6, 8 oder 10?: Hitzfelds Zahlenspiele mit Xhaka
Aktualisiert

6, 8 oder 10?Hitzfelds Zahlenspiele mit Xhaka

Das Länderspiel gegen Rumänien hat vor allem eines gezeigt: Am Schweizer Granit Xhaka als Regisseur führt kein Weg vorbei.

von
Sandro Compagno
In der Nati offensiver als im Klub: Granit Xhaka im Laufduell mit dem Rumänen Daniel Niculae.

In der Nati offensiver als im Klub: Granit Xhaka im Laufduell mit dem Rumänen Daniel Niculae.

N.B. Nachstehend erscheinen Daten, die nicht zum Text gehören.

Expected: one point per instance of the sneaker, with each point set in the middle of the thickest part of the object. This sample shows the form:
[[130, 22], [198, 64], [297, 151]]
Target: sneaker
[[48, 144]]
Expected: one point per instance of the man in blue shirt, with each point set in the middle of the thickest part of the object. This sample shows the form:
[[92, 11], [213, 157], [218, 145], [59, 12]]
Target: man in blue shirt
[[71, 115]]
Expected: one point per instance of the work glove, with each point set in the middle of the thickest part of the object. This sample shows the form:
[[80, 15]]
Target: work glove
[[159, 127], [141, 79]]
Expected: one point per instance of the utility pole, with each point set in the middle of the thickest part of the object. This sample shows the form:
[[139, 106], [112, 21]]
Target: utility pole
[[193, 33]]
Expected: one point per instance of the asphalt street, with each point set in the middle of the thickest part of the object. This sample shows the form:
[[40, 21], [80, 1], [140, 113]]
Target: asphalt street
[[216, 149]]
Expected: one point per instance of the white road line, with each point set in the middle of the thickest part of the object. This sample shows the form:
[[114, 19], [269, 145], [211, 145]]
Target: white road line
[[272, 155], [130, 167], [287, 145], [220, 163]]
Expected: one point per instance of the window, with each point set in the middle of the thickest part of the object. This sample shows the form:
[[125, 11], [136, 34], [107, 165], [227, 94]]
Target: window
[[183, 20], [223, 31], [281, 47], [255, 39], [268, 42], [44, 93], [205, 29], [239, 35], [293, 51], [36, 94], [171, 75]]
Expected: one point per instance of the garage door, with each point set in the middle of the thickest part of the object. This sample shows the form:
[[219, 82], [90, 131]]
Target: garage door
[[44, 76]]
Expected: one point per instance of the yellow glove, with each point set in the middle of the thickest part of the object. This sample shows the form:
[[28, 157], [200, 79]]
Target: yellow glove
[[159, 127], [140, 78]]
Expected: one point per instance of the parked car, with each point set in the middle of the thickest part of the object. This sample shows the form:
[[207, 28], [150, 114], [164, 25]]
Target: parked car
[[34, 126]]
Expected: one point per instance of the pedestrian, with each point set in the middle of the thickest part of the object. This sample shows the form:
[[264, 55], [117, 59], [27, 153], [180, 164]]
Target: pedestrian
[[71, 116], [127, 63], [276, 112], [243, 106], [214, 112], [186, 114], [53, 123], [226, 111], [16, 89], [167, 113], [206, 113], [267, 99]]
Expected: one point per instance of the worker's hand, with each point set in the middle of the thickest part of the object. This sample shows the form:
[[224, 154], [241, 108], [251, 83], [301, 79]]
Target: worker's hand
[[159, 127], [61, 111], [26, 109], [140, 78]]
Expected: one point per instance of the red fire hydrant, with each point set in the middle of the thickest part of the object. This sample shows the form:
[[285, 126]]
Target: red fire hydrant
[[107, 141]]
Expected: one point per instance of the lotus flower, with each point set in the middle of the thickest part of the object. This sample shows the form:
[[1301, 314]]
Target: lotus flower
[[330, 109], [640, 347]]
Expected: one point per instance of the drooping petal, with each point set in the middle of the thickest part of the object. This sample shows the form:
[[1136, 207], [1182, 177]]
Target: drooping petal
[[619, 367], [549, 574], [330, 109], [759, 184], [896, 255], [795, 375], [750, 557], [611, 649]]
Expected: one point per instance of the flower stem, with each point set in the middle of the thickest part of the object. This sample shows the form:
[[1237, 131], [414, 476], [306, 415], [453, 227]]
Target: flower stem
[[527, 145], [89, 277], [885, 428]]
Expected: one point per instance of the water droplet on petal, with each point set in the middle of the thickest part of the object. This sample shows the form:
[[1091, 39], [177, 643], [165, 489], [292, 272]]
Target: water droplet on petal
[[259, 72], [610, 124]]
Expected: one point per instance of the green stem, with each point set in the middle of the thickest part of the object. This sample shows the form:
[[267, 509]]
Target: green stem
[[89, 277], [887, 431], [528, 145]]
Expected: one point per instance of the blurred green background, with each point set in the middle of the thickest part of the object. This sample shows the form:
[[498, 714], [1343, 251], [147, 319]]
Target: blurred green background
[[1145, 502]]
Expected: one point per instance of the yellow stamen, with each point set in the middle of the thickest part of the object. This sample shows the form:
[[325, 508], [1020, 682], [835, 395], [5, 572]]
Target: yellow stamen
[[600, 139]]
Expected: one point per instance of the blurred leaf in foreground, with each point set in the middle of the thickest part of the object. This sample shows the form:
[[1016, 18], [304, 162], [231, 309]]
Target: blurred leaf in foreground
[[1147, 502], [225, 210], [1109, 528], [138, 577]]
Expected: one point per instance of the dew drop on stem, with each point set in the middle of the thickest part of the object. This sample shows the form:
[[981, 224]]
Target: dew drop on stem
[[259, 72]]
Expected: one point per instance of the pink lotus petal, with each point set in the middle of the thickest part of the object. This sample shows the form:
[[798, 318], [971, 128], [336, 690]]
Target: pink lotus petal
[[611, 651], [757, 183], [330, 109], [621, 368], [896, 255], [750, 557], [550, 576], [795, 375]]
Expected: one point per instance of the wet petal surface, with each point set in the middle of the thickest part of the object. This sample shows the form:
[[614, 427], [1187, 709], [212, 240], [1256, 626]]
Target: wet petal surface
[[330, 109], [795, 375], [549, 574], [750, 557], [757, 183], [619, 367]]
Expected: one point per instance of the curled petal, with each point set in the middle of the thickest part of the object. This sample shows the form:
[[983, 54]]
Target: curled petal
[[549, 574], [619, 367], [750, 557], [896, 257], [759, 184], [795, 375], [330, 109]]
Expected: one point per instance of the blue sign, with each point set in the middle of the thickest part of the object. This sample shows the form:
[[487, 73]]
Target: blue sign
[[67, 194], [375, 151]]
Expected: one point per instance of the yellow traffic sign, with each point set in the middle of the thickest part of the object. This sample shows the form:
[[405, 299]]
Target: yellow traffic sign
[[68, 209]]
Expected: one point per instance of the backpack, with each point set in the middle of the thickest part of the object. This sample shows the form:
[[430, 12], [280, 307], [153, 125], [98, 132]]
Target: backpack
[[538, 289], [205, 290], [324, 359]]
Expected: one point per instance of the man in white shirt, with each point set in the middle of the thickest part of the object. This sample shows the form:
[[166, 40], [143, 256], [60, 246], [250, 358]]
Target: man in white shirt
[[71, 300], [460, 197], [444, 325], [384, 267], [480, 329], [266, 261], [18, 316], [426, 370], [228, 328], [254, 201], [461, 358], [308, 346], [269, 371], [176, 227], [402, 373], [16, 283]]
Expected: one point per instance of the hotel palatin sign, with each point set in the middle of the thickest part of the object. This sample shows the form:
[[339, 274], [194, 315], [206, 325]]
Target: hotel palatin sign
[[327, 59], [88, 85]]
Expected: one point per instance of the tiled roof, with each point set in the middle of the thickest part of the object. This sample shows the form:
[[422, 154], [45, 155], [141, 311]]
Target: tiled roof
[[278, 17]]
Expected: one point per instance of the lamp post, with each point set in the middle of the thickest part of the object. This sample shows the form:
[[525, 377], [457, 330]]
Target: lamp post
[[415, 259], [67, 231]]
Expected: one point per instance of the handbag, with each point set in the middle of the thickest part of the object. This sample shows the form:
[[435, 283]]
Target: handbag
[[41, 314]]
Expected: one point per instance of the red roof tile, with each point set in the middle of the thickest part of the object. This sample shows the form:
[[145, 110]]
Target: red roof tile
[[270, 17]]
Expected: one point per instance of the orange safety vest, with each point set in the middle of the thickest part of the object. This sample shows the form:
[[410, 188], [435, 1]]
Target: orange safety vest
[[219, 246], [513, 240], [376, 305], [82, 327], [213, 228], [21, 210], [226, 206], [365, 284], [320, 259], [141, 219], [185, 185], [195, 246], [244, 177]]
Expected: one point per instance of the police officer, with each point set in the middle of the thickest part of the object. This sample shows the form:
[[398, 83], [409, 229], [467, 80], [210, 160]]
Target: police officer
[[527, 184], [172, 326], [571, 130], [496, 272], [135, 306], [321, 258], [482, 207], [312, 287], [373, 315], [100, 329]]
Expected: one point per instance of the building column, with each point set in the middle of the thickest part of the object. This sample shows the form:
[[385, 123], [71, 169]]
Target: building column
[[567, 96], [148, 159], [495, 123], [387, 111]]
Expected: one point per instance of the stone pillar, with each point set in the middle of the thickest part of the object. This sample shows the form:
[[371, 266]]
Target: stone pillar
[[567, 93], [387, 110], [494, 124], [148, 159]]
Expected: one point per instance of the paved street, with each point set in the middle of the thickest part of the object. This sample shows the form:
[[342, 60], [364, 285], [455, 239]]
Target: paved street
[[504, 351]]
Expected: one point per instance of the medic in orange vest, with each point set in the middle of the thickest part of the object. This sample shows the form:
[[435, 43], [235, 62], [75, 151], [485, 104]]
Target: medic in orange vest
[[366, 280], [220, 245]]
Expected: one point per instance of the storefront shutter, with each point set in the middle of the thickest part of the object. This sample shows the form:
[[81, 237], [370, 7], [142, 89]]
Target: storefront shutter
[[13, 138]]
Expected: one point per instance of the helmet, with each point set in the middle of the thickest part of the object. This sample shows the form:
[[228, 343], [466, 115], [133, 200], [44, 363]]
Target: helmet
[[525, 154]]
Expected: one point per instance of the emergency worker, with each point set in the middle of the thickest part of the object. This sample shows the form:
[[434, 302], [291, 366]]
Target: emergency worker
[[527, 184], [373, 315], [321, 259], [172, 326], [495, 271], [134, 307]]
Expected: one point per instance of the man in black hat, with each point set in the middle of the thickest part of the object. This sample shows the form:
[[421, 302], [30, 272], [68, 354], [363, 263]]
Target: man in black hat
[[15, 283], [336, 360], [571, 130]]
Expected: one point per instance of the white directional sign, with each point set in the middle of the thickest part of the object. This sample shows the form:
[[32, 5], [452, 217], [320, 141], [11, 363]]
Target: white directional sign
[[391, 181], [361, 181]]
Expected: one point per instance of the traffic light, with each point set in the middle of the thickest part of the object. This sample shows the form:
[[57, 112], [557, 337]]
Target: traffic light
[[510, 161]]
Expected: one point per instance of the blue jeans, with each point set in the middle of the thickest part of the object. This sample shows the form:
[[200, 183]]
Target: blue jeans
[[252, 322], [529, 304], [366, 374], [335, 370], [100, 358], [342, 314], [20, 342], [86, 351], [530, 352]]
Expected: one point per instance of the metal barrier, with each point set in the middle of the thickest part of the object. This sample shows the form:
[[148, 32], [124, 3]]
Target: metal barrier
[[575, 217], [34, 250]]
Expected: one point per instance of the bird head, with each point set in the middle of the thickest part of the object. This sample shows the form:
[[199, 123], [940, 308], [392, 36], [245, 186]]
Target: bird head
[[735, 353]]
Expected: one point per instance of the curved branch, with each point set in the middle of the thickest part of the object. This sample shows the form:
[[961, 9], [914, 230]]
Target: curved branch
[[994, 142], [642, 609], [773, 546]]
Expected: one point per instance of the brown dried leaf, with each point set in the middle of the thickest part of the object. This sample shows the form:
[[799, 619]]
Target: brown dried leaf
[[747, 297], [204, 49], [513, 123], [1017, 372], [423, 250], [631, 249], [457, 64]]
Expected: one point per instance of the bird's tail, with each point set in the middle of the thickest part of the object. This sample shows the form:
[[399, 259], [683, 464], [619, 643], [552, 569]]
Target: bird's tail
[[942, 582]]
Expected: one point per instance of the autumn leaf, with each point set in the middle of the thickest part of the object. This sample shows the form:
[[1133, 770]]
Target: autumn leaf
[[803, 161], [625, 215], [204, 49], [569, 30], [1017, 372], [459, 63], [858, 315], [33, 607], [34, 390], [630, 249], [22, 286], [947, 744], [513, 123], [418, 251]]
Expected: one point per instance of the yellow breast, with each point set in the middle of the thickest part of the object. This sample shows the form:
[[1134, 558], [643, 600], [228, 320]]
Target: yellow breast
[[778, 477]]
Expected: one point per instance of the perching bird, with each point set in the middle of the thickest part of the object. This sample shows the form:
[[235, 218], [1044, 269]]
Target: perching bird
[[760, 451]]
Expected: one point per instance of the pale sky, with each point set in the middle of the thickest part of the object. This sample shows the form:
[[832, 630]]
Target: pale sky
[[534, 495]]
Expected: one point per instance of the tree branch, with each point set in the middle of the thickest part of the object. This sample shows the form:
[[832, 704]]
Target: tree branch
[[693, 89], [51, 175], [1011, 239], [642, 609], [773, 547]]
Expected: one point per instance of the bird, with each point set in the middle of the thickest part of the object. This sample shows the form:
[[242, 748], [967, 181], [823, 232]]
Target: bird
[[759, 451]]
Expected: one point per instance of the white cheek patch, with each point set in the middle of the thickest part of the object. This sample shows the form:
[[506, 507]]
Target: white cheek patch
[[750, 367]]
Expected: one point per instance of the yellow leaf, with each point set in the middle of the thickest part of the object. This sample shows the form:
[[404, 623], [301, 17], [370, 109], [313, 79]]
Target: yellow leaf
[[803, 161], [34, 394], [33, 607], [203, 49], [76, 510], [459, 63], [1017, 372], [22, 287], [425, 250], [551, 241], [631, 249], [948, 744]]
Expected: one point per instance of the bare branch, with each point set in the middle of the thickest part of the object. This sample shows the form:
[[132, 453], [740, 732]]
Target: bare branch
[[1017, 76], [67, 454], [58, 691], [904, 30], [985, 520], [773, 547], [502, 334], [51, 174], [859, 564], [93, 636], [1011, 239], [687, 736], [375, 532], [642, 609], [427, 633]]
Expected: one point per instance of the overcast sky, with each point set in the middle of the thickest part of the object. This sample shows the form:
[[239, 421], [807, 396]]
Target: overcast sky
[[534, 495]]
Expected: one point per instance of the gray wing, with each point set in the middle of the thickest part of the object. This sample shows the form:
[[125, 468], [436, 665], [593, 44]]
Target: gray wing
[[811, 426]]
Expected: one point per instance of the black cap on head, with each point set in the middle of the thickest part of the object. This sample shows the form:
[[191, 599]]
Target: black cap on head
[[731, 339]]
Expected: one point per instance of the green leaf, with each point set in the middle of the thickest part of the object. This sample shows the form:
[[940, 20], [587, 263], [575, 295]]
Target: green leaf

In einer idealen Welt, da gibt es keine Kriege, da werden alle Menschen satt, da hat in der S-Bahn jeder einen Sitzplatz und da spielen Fussballer im Klub auf derselben Position wie in der Nationalmannschaft. Ottmar Hitzfeld lebt nicht in einer idealen Welt, schon gar nicht als Trainer der Schweizer Nati einen Tag nach einem 0:1 gegen Rumänien.

Alternativen gesucht

Weil der hochbegabte Granit Xhaka, im Klub nicht als Nummer 10, also in der offensiven Schaltzentrale hinter der Sturmspitze, spielt, sondern als Nummer 6 oder 8, also in der defensiven Knautschzone vor der Abwehr, sucht Hitzfeld nach Alternativen.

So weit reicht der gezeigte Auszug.